Gentle Start Library project supports families in the NICU

The project is a first-of-its-kind partnership between Surrey Libraries and Surrey Memorial Hospital

The book cart includes options in multiple languages, allowing family members to read and sing to their baby in their mother tongue. (Submitted)

The book cart includes options in multiple languages, allowing family members to read and sing to their baby in their mother tongue. (Submitted)

Surrey Libraries and Surrey Memorial Hospital are partnering to provide books to families in the neonatal intensive care unit (NICU).

The Gentle Start Library project will provide a collection of board books to help support babies’ development. The initiative aims to create a community for families in the NICU and early literacy for babies.

Surrey Libraries Youth Services Manager Chloe Humphreys initiated the project in January 2020, but it was put on hold due to the COVID-19 pandemic.

“It started with me having this dream, and I had cooked up this idea [on] how we can support these families that are going through … a very stressful time and is not the way you would wish to welcome a little one,” Humphreys says.

She says the project was revisited two years ago. Surrey Libraries connected with the NICU’s speech language pathology team because of the overlap with literacy.

With board books available in each NICU room and customized to each family’s needs, the project also has a cart of books for older siblings, including titles in multiple languages, such as Punjabi, Korean, Spanish, and Chinese.

“Studies show that singing and reading in your home language does so much to support culture,” Humphreys says, adding that the variety of books reflects Surrey’s diversity and various family structures.

Humphreys says Surrey Libraries can be the “sparkly unicorn happy element” for families having tough conversations and receiving bad news in the NICU.

Library staff also provide outreach, create baby’s first library card, and lead early literacy classes for caregivers.

In one of the first classes Surrey Libraries ran in the NICU, Humphreys asked a couple whether they spoke other languages at home, and they said they spoke Filipino. She pulled out the book Head, Shoulders, Knees and Toes in Filipino and English.

Humphreys says the husband started to get teary-eyed, adding that he told her that his grandma sang it to him — and now he gets to do the same for his daughter.

“We got to sing that together,” she says. “It was very lovely. It showed that it is super important that we have [books in] other languages.”
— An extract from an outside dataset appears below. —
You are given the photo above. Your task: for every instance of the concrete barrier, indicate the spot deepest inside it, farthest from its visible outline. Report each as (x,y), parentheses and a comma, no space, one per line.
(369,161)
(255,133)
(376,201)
She hopes the Gentle Start Library project helps other public libraries start conversations with hospitals in their community.

When families are almost ready to leave the NICU, Surrey Libraries gives a read-to-baby kit containing a board book and a toy.

Humphreys says it’s all about “wrap-around care.”

“We’re connecting them to a community resource before they leave the hospital, and then they have somewhere that they can go once they’re feeling strong and settled enough.”

For families leaving the NICU, there are baby-time programs. Humphreys says programs like these are free for families and held weekly at every Surrey Libraries branch.

“There’s so much that families can explore for additional support,” she says. “We’re really that community hub of resources and referrals.”